1 jar small whole Dill PICKLES 


Spread each slice of bologna with some cream cheese.  Place one Dill PICKLE at end and roll up.  Refrigerate for one hour.  Trim ends of each roll; discard or eat.  Cut each roll in 1/2" slices.  Place on serving dish.  Refrigerate until ready to serve. 

* can also use 1 (8 oz) package of cream cheese, cut into 1" cubes and soften; spread on each bologna slice

 

NEXT INGREDIENT .... BREAD or BREAD CRUMBS

 

Contributor
Posts: 32
Registered: ‎02-11-2011

GARLIC BREAD PASTA

1 box (1 pound) cavatappi pasta

 

¾ cup plain dried breadcrumbs

1 Tablespoon dried parsley

1 teaspoon Italian seasoning

½ teaspoon salt

¼ teaspoon ground black pepper

 

3 Tablespoons butter

½ cup salted butter

2 teaspoons minced garlic

 

Cook pasta according to package directions to al dente stage.  Drain well; transfer to a large bowl.  Set aside.

In a small bowl, whisk together dried breadcrumbs, dried parsley, Italian seasoning, salt & ground black pepper.  Set aside.

In a large skillet, over MEDIUM heat, melt 3-Tablespoons butter, continuing to cook until butter is browned & color of deep amber, constantly swirling pan to prevent butter from burning.

Reduce heat to LOW; add seasoned dried breadcrumbs mixture, stirring until breadcrumbs are well-coated in seasoned butter.  Remove from heat; set aside.

In a small skillet, over MEDIUM heat, melt ½-cup butter; add minced garlic, sautéing just until fragrant (do not burn).

Remove from heat; pour the garlic/butter over the drained pasta, tossing to coat completely.  Add buttered breadcrumbs, tossing to coat.  Serve warm.

 

NEXT INGREDIENT:  EGGS

Honored Contributor
Posts: 8,238
Registered: ‎11-15-2011

Re: JUNE 2025 RECIPE GAME

[ Edited ]

Joe’s Special

 LA Times

 

INGREDIENTS

 

1 Tbsp olive oil & butter

1/2 small onion

1/2 pound freshly ground chuck

1 10 oz pkg  frozen spinach, thawed, squeezed dry and finely chopped.  Can use fresh or I have used canned.

1/4 teaspoon Italian seasoning
Salt and freshly ground pepper to taste

3 eggs

Freshly grated Parmesan cheese to taste

 

INSTRUCTIONS

 

Heat the oil in a skillet. Add the onion and cook over medium-high heat, stirring from time to time, until it just starts to brown.

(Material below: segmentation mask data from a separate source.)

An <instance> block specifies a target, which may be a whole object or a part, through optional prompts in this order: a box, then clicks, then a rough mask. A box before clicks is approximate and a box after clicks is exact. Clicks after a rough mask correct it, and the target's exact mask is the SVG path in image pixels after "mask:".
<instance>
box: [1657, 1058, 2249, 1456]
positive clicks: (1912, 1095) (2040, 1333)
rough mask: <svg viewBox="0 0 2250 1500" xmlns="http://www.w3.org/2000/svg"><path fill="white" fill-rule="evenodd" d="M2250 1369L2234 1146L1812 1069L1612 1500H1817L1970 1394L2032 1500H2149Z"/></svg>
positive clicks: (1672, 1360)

Add the meat and saute, stirring, until it just loses its pink color.

Add the spinach to the pan and stir it in. Add the Italian seasoning, salt and pepper.

Break the eggs into a bowl and beat with a fork to blend.

Add to the center of the skillet and scramble with the beef mixture.

Serve topped with a sprinkling of Parmesan or your favorite shredded cheese.  Serves 2

 

Not the prettiest on a plate, but oh, so good!

 

I sometimes use sausage instead of ground beef!

 

Quick, easy, one pan Summertime dinner!